Ameaçados de extinção, os micos-leões-de-cara-dourada chegaram no Estado do Rio por meio do tráfico de animais. Os primeiros exemplares foram identificados na região em 2002, no Parque Estadual da Serra da Tiririca. A procriação desse grupo ameaça os micos-leões-dourados, que moram na mesma região, de onde são originários, e também correm risco de extinção. As duas espécies disputam os mesmos alimentos - frutos e insetos - e usam locais idênticos para dormir.

Por serem do mesmo gênero (Leontopithecus), os micos podem se acasalar, originando híbridos que potencialmente ocupariam a área e seriam uma nova ameaça ao mico-leão-dourado, por causa da competição direta e da introdução de novas doenças.

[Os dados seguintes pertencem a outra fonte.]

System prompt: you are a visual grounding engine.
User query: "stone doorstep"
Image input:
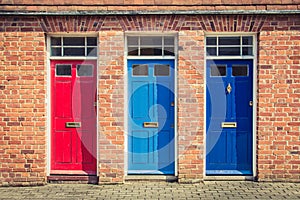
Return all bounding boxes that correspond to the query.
[47,175,99,184]
[125,175,178,182]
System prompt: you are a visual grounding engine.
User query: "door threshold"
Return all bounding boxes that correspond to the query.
[204,175,256,181]
[47,174,99,184]
[125,174,178,182]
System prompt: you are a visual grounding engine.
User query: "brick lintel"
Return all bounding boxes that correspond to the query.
[0,10,300,16]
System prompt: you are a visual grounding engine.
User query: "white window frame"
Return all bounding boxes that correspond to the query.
[204,33,257,60]
[47,34,99,60]
[124,32,178,59]
[124,31,178,176]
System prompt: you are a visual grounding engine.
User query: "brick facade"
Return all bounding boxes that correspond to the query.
[0,0,300,13]
[0,13,300,185]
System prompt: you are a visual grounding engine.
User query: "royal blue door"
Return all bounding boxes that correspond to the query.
[128,60,175,174]
[206,60,253,175]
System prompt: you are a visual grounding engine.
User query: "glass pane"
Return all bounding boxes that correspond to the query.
[141,47,162,56]
[76,65,93,76]
[141,36,162,46]
[128,47,139,56]
[56,65,72,76]
[63,37,85,46]
[206,37,217,45]
[210,65,226,76]
[154,65,170,76]
[51,37,61,46]
[51,47,61,56]
[87,37,97,46]
[219,37,240,45]
[219,47,240,56]
[127,36,139,45]
[164,47,175,56]
[164,37,174,45]
[232,65,248,76]
[206,47,217,56]
[243,36,253,45]
[64,48,85,56]
[243,47,253,56]
[132,65,148,76]
[87,47,97,57]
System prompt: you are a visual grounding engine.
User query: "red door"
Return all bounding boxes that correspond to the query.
[51,60,97,175]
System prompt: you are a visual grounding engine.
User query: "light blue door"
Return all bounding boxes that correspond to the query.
[206,60,253,175]
[128,60,175,174]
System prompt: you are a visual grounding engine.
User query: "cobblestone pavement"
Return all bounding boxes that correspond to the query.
[0,181,300,200]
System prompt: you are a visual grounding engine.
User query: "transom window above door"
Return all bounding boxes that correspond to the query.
[50,36,97,57]
[206,36,254,56]
[127,36,175,56]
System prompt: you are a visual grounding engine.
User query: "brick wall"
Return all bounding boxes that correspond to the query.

"Quando se fala em ameaça aos animais, sempre pensamos em desmatamento, queimadas, caçadores. Nesse caso, o risco se deve à presença de uma espécie parecida com a nativa, que não chegou voluntariamente à região, mas disputa os mesmos recursos. Se não tirarmos os micos-leões-de-cara-dourada desse ambiente, as duas espécies vão desaparecer", diz o secretário do Ambiente do Rio, Carlos Minc.

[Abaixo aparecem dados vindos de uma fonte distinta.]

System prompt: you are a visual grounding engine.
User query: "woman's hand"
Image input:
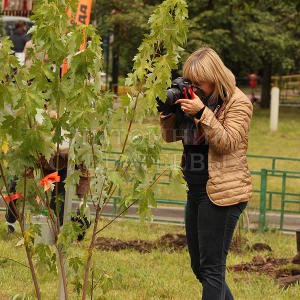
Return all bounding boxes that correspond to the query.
[175,94,205,116]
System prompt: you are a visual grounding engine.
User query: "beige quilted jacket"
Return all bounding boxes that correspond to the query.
[160,88,253,206]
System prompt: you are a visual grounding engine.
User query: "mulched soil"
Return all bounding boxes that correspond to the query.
[96,233,300,287]
[96,233,186,253]
[228,255,291,276]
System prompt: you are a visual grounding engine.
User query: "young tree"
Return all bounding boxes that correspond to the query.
[0,0,187,299]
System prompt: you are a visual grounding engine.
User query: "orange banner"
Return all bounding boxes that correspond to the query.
[62,0,93,76]
[76,0,92,25]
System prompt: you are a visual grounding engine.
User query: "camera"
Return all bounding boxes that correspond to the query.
[166,77,205,105]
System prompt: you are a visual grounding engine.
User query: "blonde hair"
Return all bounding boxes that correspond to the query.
[183,48,236,101]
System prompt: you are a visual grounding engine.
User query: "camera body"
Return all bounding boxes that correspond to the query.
[166,77,205,105]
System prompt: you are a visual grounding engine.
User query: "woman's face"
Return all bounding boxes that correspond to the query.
[192,81,215,97]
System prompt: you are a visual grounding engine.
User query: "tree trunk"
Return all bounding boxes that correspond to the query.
[260,64,272,108]
[112,45,119,94]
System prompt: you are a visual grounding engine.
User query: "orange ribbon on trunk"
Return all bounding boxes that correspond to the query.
[4,193,22,203]
[40,172,60,192]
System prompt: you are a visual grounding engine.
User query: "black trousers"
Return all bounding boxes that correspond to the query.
[186,180,247,300]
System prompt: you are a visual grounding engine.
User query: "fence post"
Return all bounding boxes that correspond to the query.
[270,87,279,131]
[259,169,267,233]
[280,172,286,230]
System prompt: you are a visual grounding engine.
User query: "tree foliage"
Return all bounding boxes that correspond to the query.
[0,0,187,299]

O recolhimento dos micos, realizado pela ONG Instituto Pri-Matas, começou em junho de 2012. Por viverem em matas perto de concentrações urbanas, eles têm contato com lixo, animais domésticos e moradores, que chegam a alimentar os micos. Sujeitos a doenças de humanos, precisam ser submetidos a exames de saúde e a uma quarentena. Os micos passam 30 dias no Centro de Primatologia do Rio de Janeiro, do Instituto Estadual do Ambiente em Guapimirim, na Região Metropolitana, onde passam por exames antes de irem para a Bahia.

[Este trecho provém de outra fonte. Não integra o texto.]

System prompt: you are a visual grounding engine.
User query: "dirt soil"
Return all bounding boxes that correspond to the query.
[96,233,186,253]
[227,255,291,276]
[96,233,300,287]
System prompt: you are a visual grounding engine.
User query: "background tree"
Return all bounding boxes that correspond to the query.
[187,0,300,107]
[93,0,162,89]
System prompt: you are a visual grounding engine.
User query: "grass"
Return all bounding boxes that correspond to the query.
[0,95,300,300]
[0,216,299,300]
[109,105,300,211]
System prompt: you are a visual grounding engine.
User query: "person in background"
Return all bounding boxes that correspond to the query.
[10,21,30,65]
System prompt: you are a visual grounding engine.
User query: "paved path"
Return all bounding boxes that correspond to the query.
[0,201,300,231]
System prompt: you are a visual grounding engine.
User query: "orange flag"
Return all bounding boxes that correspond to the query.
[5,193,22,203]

Os micos saudáveis são acomodados para o transporte (cada família em uma caixa) e levados de avião a Belmonte, onde ocupam uma área de Mata Atlântica protegida. Rádios-colares são instalados em alguns animais para monitoramento. Os gastos com exames e transporte são custeados por um grupo de empresas e instituições que participam do projeto.

Dos 104 animais capturados, 66 já foram levados para a Bahia, 17 estão fazendo exames e 21, em tratamento médico. O Instituto Pri-Matas avalia que até o fim do ano todos os animais devem ser capturados.